Background: Increased second-line antiretroviral therapy (ART) failure rate narrows future options for HIV/AIDS treatment. It has critical implications in resource-limited settings; including sub-Saharan Africa (SSA) where the burden of HIV-infection is immense. Hence, pooled estimate for second-line HIV treatment failure is relevant to suggest valid recommendations that optimize ART outcomes in SSA.
Methods: We retrieved literature systematically from PUBMED/MEDLINE, EMBASE, CINAHL, Google Scholar, and AJOL. The retrieved studies were screened and assessed for eligibility. We also assessed the eligible studies for their methodological quality using the Joanna Briggs Institute’s appraisal checklist. The pooled estimates for second-line HIV treatment failure and its associated factors were determined using STATA, version 15.0 and MEDCALC, version 18.11.3, respectively. We assessed publication bias using Comprehensive Meta-analysis software, version 3. Detailed study protocol for this review/meta-analysis is registered and found on PROSPERO (ID: CRD42018118959).
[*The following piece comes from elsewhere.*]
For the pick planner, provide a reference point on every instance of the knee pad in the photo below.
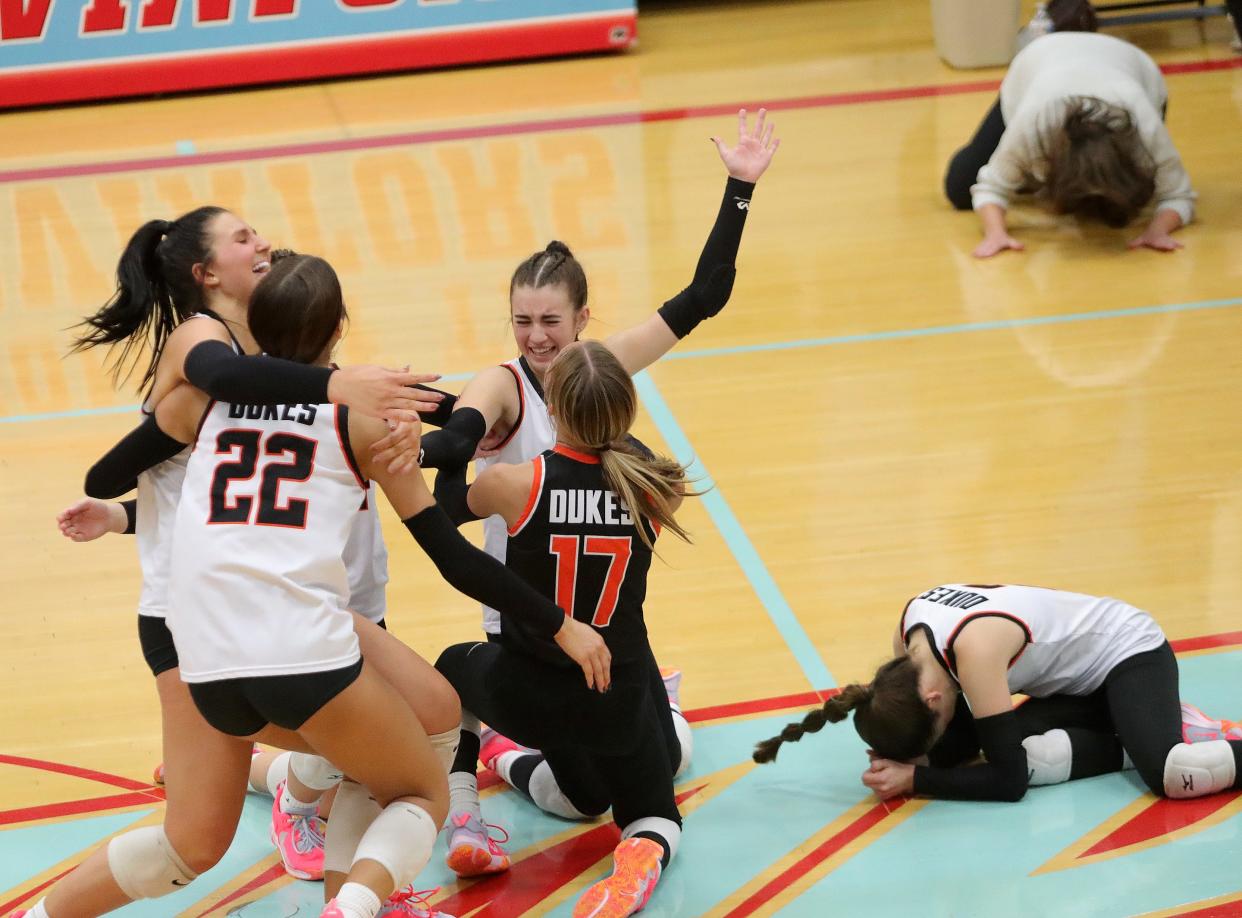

Results: A total of 33 studies with the overall 18,550 participants and 19,988.45 person-years (PYs) of follow-up were included in the review. The pooled second-line HIV treatment failure rate was 15.0 per 100 PYs (95% CI: 13.0–18.0). It was slightly higher at 12–18 months of follow-up (19.0/100 PYs; 95% CI: 15.0–22.0), in children (19.0/100 PYs; 95% CI: 14.0–23.0) and in southern SSA (18.0/100 PYs; 95% CI: 14.0–23.0). Baseline values (high viral load (OR: 5.67; 95% CI: 13.40–9.45); advanced clinical stage (OR: 3.27; 95% CI: 2.07–5.19); and low CD4 counts (OR: 2.80; 95% CI: 1.83–4.29)) and suboptimal adherence to therapy (OR: 1.92; 95% CI: 1.28–2.86) were the factors associated with increased failure rates.
Conclusion: Second-line HIV treatment failure has become highly prevalent in SSA with alarming rates during the 12–18 month period of treatment start; in children; and southern SSA. Therefore, the second-line HIV treatment approach in SSA should critically consider excellent adherence to therapy, aggressive viral load suppression, and rapid immune recovery.